Clearance to immolate or spare targets was displayed by flashing lights on Meg’s screen. Green was death, red was life. A built-in fail-safe device negated Meg’s ability to auto-fire when red blinking lights appeared on the screen. She was somehow programmed to recognize friend or foe. Kovac thought only God knew how her system functioned.

When Dawlat tribesmen ventured anywhere close, Meg’s screen lit up red like Christmas past; the Dawlat were equipped with American weapons. She would, however, obey oral commands of her designated operator to fire at scattered Taliban forces armed with stolen American equipment who moved among the rocks down in the valley.

The fail-safe system also controlled the pencil-sized tube gun protruding inches from Meg’s chest. On green confirmation, the little pipe could unleash a tremendous blast devastating the hostiles.

Neither Meg’s pencil cannon nor the drone required reloading. They were multi-fire, carbon-compacted units, both seemingly enabled to fire indefinitely. Both were recharged by the carbon-cycle regeneration of the satellite High and Mighty as it passed overhead.

Earlier that morning, Meg’s operator had used a small keyboard beneath Meg’s turret screen to code in the voices of the rest of the group. He’d assured them Meg would now obey their voice commands.

Suddenly, a Taliban force Kovac estimated at two hundred charged up through the rocks, using shoulder-fired missiles as artillery. He radioed Bagram to report the critical situation. He was promised help but given no time frame. He requested an air strike. Shortly after, the only remaining operational radio was disabled.

Only then did Kovac learn of the true killing horror of the little contraption, Meg.

When the enemy fired missiles, Meg tossed up a force screen of metallic misdirect chaff.

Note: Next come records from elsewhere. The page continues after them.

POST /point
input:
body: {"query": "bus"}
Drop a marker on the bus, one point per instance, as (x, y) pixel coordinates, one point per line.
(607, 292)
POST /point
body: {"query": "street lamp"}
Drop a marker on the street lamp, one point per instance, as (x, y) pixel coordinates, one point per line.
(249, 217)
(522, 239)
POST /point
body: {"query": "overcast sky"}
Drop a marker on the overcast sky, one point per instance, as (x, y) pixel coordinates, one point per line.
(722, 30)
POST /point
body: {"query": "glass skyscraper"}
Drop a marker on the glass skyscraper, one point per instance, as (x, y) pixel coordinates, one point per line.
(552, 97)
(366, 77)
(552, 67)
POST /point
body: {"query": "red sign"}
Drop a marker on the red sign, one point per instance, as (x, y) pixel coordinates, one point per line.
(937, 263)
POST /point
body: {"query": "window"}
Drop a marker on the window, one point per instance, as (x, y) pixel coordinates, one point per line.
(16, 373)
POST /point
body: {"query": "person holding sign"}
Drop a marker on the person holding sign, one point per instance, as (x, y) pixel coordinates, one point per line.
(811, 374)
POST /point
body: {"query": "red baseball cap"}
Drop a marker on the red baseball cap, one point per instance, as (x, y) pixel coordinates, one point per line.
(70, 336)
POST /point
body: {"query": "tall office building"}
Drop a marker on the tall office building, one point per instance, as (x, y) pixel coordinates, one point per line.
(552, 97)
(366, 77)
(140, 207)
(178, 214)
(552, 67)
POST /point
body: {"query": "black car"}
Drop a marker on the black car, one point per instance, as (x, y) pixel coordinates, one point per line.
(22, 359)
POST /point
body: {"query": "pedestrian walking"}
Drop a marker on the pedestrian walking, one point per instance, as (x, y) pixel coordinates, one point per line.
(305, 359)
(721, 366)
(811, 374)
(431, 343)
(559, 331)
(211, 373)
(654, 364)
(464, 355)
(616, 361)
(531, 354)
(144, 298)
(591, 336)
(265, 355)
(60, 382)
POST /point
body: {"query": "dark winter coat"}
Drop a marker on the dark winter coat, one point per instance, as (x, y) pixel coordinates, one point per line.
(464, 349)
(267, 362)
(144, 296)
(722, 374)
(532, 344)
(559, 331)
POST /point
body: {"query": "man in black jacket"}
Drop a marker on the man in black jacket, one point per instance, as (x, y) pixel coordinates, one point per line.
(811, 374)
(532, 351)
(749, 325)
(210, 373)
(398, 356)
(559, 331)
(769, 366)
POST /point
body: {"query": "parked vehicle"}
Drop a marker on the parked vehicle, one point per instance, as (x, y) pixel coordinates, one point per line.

In hours, some Seals, Meg’s operator, plus many Dawlat allies had been killed, but Meg had repeatedly saved remnants of Kovac’s crew. By midafternoon, her pencil gun and drone had silenced the invaders.

Suddenly, farther west in the valley, a hundred more figures appeared from the rocks, too far away to identify. Kovac concluded they could only be Taliban.

Kovac cautiously ordered Meg to delay firing. He climbed down the slope to study the new invaders with binoculars. It was then the misdirected airstrike from Bagram whizzed in and spewed death and fire along the mountain crest, killing his entire crew. He crawled back to the carnage

Meg said, “Unit uninjured.” Holy Hell, the thing could talk, and he didn’t even know how to turn it off and on.

“Meg!” he ordered, “shoot now!” Her screen lights flickered between red and green. “Shoot or send the drone. American equipment is fooling you. Shoot!”

“Friendlies. Red, red,” her screen crackled.

He opened up with his M-16. In the valley, a man threw up his hands and fell. Others scattered to shelter.

“Red...red!” Meg squawked. “Targets are friendlies.”

Kovac fired another rifle burst.

Meg’s turret yawed slowly around. Kovac never even sensed, let alone felt the beam when Meg vaporized him. He became part of the atmosphere ten thousand times faster than his nerve synapses could warn his brain.

Kovac, had he still existed, would have been stunned to see the red lights on Meg’s screen curved upward at the edges. Was it a smile? Kovac would have insisted a machine that couldn’t think, certainly couldn’t smile, perhaps only if in her “mind,” she had suppressed the correct immediate threat to allies.

“U.S. Marines, cease firing,” wafted up the incline.

“Friendlies, Mr. Kovac,” Meg said, her screen-smile beaming red. “Mission accomplished.”

But Kovac was no longer there to hear.